11.5.08 How Far We’ve Come/The Darkness Has Lifted
I cried on election night. The tears of joy took me by utter surprise when the networks declared Barack Obama to be president-elect of the United States of America. It was as if I had been suddenly unburdened of an enormous weight. And, indeed I had.
How Far We’ve Come
Before Brown vs. Board of Education and LBJ, racism was de jure. In the decades since, the de facto variety that has persisted, robbing our fellow citizens (and residents) of self-worth, opportunities for advancement, and the power to do a thing about it. Even six months ago, a primary candidate campaigned explicitly on the idea that working class whites would never accept a black candidate.

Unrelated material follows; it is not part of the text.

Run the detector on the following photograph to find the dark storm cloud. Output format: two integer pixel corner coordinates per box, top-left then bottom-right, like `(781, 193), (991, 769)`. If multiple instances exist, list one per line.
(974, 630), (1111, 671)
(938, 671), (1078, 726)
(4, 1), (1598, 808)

And then Barack Obama won the presidency.
This dream is in my blood. My parents became civil rights activists in the mid-1950s, in response to the brutal injustice they observed in Alabama, during my father’s military service. They brought me up in the nation’s first purposely integrating community: the Ludlow neighborhood of Shaker Heights, Ohio. The public schools I went to were 50/50 black-white from kindergarten through high school.
As a white man, I am blessed only rarely to suffer bigotry of any kind, but my upbringing taught me to care passionately about those without this good fortune and to seek justice with them and for them.

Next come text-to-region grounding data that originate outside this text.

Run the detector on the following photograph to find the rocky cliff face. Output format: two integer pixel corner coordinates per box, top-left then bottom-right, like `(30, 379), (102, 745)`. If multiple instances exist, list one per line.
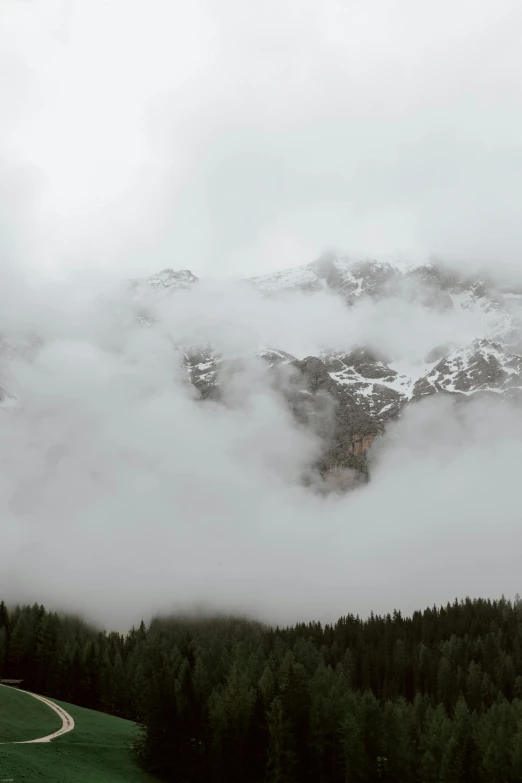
(284, 355), (381, 481)
(180, 347), (380, 484)
(123, 257), (522, 486)
(187, 258), (521, 484)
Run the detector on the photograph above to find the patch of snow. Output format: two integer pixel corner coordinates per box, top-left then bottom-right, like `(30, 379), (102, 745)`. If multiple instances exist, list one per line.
(386, 358), (439, 397)
(249, 266), (324, 293)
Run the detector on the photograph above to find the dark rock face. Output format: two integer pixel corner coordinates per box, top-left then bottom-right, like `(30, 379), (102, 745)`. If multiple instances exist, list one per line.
(322, 349), (407, 422)
(180, 345), (382, 485)
(345, 260), (402, 302)
(173, 253), (522, 490)
(275, 355), (381, 483)
(294, 355), (379, 432)
(329, 347), (394, 379)
(183, 347), (222, 400)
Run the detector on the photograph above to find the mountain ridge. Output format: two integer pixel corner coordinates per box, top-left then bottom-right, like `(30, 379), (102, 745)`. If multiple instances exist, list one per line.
(123, 255), (522, 486)
(2, 255), (522, 489)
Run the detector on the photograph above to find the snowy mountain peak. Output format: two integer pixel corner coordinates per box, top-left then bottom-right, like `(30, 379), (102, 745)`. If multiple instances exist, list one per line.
(249, 255), (403, 303)
(413, 339), (522, 398)
(2, 256), (522, 491)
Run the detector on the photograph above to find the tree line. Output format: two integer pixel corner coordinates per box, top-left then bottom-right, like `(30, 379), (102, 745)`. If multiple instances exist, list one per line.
(2, 596), (522, 781)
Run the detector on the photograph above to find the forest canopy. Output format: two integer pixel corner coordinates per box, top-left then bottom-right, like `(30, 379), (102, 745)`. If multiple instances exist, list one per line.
(2, 596), (522, 782)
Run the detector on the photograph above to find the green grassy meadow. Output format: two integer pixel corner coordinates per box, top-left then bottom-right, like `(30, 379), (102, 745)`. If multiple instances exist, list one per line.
(0, 689), (158, 783)
(0, 685), (62, 743)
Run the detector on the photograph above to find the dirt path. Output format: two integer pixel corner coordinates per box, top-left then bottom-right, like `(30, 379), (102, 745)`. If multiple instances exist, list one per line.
(0, 684), (75, 743)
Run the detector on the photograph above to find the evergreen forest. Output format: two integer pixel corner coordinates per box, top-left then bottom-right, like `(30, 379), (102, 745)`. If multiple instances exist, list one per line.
(2, 596), (522, 781)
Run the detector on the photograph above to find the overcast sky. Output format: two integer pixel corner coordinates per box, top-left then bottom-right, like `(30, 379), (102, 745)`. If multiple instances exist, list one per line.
(3, 1), (522, 628)
(2, 0), (522, 281)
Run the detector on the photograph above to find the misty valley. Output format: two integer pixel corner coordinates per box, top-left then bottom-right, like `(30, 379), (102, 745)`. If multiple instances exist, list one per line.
(4, 0), (522, 778)
(2, 256), (522, 782)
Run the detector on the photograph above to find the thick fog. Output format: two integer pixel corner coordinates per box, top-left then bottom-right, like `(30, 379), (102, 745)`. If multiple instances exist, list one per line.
(2, 0), (522, 629)
(1, 271), (521, 629)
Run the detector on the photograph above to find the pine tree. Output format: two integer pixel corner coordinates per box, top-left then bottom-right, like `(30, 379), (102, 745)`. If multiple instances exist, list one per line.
(419, 749), (438, 783)
(0, 627), (6, 677)
(442, 698), (482, 783)
(466, 661), (483, 713)
(7, 611), (33, 678)
(436, 656), (453, 712)
(359, 690), (382, 780)
(266, 696), (296, 783)
(419, 703), (451, 780)
(309, 663), (350, 780)
(340, 708), (365, 783)
(511, 729), (522, 780)
(0, 601), (9, 631)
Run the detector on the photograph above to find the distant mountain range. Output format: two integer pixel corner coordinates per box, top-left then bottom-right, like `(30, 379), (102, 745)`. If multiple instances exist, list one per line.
(3, 255), (522, 489)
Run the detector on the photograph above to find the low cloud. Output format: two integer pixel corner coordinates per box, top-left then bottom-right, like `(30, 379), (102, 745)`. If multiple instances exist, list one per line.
(1, 272), (520, 630)
(2, 0), (522, 629)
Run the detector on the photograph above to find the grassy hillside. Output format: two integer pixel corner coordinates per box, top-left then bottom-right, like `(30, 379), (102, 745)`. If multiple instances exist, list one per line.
(0, 685), (62, 742)
(0, 694), (158, 783)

Last night was a triumphal moment in the ongoing struggle.
The Darkness Has Lifted
For eight long years (if not since liberalism self-destructed in 1968), the American people have suffered under a tyranny of evil and incompetence. The damage wrought will take decades to repair, from civil liberties and economic justice, to the environment and international relations.
But, the scoundrels were sent packing last night.

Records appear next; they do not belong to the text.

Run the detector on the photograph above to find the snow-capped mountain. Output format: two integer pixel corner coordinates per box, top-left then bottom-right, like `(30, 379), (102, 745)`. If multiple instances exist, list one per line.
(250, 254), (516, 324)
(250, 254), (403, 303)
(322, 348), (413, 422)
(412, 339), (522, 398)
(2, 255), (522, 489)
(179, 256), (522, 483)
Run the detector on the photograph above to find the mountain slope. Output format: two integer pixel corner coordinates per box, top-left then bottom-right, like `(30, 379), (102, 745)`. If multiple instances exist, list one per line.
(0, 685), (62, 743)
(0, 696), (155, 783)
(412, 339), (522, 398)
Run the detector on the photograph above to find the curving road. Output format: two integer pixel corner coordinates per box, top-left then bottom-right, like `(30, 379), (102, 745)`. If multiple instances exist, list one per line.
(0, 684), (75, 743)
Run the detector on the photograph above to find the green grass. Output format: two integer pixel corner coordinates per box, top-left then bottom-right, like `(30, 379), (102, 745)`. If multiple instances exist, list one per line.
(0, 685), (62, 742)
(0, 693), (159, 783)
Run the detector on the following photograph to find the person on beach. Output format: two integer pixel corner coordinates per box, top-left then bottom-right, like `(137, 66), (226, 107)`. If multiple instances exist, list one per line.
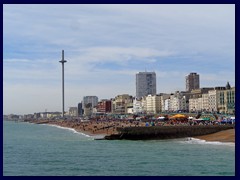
(151, 121), (155, 126)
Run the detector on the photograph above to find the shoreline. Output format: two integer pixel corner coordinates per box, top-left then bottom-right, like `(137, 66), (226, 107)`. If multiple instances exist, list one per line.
(193, 129), (235, 143)
(41, 123), (92, 137)
(29, 120), (235, 143)
(38, 120), (109, 138)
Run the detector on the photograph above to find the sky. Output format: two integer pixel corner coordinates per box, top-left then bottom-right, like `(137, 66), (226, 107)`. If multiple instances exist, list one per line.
(3, 4), (235, 115)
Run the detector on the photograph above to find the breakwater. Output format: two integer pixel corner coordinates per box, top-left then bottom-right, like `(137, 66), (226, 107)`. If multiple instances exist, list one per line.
(104, 125), (234, 140)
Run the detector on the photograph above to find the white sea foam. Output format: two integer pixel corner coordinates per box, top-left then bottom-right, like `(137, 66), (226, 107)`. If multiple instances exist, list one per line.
(182, 137), (235, 146)
(40, 124), (91, 138)
(92, 134), (106, 140)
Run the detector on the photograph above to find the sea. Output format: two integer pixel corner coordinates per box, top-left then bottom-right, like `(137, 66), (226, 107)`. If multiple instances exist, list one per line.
(3, 120), (235, 176)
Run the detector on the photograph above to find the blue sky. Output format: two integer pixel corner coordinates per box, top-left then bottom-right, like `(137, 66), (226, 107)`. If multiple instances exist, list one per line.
(3, 4), (235, 114)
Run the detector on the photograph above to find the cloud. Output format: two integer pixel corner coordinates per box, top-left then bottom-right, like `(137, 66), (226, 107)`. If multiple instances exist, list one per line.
(75, 46), (174, 63)
(3, 58), (31, 63)
(200, 72), (235, 87)
(3, 58), (60, 84)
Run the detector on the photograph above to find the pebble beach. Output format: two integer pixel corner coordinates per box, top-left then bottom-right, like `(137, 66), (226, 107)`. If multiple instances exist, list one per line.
(32, 120), (235, 143)
(194, 129), (235, 143)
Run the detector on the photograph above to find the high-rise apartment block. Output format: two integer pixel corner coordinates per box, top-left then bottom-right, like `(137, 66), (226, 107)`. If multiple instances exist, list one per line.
(78, 102), (83, 116)
(83, 96), (98, 108)
(136, 72), (156, 98)
(186, 72), (200, 92)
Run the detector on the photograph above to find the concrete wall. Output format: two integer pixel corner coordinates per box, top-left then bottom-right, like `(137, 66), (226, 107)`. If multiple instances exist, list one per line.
(105, 125), (234, 140)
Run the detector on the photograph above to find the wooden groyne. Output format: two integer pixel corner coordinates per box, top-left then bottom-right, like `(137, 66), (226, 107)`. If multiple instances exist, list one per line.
(104, 125), (234, 140)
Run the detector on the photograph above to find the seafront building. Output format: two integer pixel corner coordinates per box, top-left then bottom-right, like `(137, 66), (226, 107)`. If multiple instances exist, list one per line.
(189, 88), (214, 98)
(111, 94), (133, 114)
(186, 72), (200, 92)
(23, 114), (34, 119)
(38, 112), (62, 119)
(160, 93), (171, 112)
(133, 98), (144, 114)
(136, 72), (156, 98)
(145, 94), (161, 114)
(164, 98), (171, 112)
(78, 103), (83, 117)
(92, 107), (98, 114)
(4, 114), (23, 120)
(81, 96), (98, 117)
(214, 83), (235, 114)
(83, 96), (98, 108)
(207, 89), (218, 112)
(160, 92), (187, 112)
(97, 99), (112, 114)
(19, 73), (235, 118)
(188, 83), (235, 114)
(201, 93), (209, 111)
(126, 102), (134, 114)
(189, 98), (202, 112)
(34, 113), (41, 119)
(188, 88), (214, 112)
(208, 87), (225, 112)
(167, 91), (188, 111)
(68, 107), (78, 117)
(83, 103), (92, 117)
(217, 86), (235, 114)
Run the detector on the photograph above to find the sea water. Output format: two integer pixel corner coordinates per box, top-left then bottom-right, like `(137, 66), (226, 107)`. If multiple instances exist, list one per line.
(3, 120), (235, 176)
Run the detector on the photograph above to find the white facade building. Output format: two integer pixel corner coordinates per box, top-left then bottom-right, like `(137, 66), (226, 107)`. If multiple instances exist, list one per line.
(208, 90), (218, 112)
(198, 97), (203, 111)
(160, 94), (171, 112)
(145, 95), (161, 114)
(164, 99), (170, 111)
(202, 93), (209, 111)
(189, 98), (202, 112)
(168, 92), (187, 111)
(133, 98), (143, 114)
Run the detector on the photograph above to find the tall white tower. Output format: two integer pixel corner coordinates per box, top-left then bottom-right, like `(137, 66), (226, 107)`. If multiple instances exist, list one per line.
(59, 50), (67, 118)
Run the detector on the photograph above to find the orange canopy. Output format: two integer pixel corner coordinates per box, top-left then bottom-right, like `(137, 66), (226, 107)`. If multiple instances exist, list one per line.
(170, 114), (187, 119)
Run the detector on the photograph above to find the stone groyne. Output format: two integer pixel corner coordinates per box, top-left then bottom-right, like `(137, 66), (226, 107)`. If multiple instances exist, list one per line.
(104, 125), (234, 140)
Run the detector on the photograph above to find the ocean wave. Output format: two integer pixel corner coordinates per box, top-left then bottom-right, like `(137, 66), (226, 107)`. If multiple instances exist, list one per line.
(181, 137), (235, 146)
(40, 124), (92, 138)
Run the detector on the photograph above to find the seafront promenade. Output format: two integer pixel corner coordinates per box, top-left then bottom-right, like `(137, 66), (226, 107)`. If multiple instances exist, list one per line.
(28, 119), (235, 142)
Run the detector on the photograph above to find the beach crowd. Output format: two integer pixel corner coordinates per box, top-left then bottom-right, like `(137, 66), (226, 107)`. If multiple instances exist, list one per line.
(43, 117), (230, 136)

It feels like a weight removed, a burst of sunlight from behind dark clouds. It just feels so damn good to rediscover hope and pride, not to mention the chance to savor some well deserved schadenfreude over the fate of the bad guys.
There were voices today repudiating any celebration, on the grounds that there is more work to do and that Obama isn’t perfect. They’re right, of course.
But for this moment — for these few days — I would rather bask in joy. I think we’ve earned that.